Sun Finance Group
- Company type: Private
- Industry: Fintech, Consumer lending
- Founded: 2017; 8 years ago
- Founder: Toms Jurjevs Emils Latkovskis
- Headquarters: Riga, Latvia
- Area served: Latvia, Sweden, Denmark, Poland, Vietnam, Kazakhstan, Mexico
- Key people: Toms Jurjevs (CEO) Emils Latkovskis (COO)
- Products: Personal finance
- Owner: Aigars Kesenfelds (100%)
- Number of employees: 1000+
- Website: sunfinance.group

= Sun Finance =

Company based in Riga, Latvia

Sun Finance Group is a Latvian financial technology company operating as an online and mobile lending marketplace. The company was founded by Toms Jurjevs and Emils Latkovskis in 2017 and is headquartered in Riga, Latvia. Sun Finance is present in several countries across Europe, Asia, and Latin America.

==History==
===Founding===
Jurjevs and Latkovskis established the company in Riga in 2017. Prior to founding Sun Finance Group, Jurjevs was the CEO of non-bank creditor company 4finance. His co-founder Emils Latkovskis was a former footballer, CEO of the Latvian Higher League, and a board member of the Latvian Football Federation and UEFA Futsal and Beach Soccer committee member.

===Further development===
In 2019, Sun Finance Group unified all of its loan originators under the Sun Finance brand. In Kazakhstan, Sun Finance sponsored youth football tournaments for the Auyl Football project in May 2021. By July 2021, Sun Finance has issued loans with the overall amount of $1 billion. On October 14, 2021, the company began trading bonds on the Nasdaq First North market of the Baltic stock exchanges. As of 2022, Sun Finance Group has 6 million registered users.

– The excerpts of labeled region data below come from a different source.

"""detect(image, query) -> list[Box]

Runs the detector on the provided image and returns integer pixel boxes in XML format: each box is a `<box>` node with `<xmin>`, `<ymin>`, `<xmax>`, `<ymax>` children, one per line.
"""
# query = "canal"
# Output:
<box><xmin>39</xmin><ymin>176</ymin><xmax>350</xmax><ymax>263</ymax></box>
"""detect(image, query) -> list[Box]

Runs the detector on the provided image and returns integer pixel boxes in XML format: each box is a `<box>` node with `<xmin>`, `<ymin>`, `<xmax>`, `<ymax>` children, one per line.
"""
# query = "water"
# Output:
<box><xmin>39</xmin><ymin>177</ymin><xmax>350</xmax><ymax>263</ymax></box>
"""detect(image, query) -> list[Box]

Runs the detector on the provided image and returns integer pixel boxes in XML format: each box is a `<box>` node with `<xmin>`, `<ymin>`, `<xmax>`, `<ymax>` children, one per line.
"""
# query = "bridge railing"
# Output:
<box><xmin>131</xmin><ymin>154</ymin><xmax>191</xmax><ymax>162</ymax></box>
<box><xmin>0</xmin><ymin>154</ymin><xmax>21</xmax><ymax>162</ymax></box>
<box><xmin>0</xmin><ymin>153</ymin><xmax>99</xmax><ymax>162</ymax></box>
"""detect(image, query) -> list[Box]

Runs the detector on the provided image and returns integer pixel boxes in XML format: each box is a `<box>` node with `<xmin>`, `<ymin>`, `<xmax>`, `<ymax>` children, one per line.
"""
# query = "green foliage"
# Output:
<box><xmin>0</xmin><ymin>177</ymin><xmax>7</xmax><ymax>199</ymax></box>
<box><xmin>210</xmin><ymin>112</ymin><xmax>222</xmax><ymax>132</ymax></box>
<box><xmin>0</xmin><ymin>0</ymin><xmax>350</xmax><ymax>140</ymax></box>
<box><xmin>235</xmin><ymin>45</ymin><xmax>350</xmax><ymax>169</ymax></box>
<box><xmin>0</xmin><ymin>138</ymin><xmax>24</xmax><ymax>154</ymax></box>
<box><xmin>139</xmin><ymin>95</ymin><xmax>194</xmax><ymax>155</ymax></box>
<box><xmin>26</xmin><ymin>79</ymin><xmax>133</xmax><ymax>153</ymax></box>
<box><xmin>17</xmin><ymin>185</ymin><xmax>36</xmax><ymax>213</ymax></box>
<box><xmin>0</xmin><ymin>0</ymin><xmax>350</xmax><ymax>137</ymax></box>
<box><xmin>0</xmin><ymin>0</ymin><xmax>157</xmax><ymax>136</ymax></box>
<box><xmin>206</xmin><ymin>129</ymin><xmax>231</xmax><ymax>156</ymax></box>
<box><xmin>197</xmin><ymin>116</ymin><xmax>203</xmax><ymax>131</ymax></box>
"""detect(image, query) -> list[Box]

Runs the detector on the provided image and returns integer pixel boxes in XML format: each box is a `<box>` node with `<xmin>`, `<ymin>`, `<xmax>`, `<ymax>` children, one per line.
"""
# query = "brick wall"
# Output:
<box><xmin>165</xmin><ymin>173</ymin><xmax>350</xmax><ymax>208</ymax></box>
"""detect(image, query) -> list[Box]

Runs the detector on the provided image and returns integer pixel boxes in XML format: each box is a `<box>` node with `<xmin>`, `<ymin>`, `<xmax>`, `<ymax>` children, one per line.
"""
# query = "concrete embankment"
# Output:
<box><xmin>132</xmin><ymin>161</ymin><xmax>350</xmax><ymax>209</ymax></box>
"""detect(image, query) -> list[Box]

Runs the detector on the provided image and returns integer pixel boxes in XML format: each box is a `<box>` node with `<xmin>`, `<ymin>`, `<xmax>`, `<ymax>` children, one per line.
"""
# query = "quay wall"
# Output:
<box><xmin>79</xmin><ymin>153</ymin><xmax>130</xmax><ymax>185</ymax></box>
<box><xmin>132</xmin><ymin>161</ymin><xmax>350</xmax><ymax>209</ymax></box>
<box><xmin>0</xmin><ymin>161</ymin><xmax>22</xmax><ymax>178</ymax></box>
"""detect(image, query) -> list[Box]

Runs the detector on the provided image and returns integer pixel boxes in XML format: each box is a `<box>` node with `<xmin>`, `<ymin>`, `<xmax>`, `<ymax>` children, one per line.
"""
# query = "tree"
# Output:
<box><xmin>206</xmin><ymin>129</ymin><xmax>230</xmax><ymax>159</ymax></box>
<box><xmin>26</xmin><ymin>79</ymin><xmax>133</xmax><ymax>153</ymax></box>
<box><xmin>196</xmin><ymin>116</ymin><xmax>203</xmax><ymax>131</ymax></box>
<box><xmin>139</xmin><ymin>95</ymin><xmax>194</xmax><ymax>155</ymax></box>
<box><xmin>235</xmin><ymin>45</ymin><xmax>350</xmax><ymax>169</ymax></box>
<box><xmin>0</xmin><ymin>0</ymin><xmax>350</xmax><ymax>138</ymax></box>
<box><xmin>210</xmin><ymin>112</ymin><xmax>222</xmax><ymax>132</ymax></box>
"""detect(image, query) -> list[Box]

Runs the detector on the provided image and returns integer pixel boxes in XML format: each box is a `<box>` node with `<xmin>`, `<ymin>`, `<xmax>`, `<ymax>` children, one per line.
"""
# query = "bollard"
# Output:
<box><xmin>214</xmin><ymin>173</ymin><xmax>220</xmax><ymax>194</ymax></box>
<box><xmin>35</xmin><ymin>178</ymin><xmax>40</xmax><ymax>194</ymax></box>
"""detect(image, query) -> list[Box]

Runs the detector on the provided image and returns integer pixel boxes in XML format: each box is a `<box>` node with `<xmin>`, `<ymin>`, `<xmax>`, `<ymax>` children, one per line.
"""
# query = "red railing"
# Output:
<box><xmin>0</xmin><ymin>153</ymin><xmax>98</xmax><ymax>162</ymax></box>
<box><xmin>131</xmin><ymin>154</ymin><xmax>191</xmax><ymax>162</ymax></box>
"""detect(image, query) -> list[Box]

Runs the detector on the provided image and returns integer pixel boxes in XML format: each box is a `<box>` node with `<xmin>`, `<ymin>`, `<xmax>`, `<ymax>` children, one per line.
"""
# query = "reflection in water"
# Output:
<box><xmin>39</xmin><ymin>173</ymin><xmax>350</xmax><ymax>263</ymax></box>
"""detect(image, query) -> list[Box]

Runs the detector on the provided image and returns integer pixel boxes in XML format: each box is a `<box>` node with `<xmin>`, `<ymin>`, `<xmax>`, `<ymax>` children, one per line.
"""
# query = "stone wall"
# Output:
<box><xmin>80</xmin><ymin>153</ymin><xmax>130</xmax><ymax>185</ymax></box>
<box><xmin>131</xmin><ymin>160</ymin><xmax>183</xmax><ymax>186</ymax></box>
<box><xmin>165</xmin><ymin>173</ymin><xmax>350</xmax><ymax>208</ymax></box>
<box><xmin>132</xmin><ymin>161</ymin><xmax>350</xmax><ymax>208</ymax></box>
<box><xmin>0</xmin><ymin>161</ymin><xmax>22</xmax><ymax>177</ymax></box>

The company has been noted by the media sources and financial technology industry.

In 2023 Sun Finance was among Europe’s fastest-growing companies.

==Operations==
Sun Finance Group engages in the operation of online loan marketplace for the consumers seeking private loans and other credit-based offerings. Its consumer segment includes micro loans, small business loans, personal loans and consumer loans.

The company operates across several regions in the countries including Sweden, Denmark, Poland, Latvia, Vietnam, Kazakhstan, and Mexico. The company provides services such as short-term loans, line of credit, and installments. Sun Finance uses data processing models that consider up to 10,000 data points to assess client risk. Sun Finance also uses Hello Soda's technology for customer identity verification.

== Financing ==
Sun Finance Group pulls its financing from sources such as bonds issued on NASDAQ and the Mintos peer-to-peer platform under the trading name SUNB110022FA. The company issued its first bonds in 2019 while had its second bond issuance in October 2020.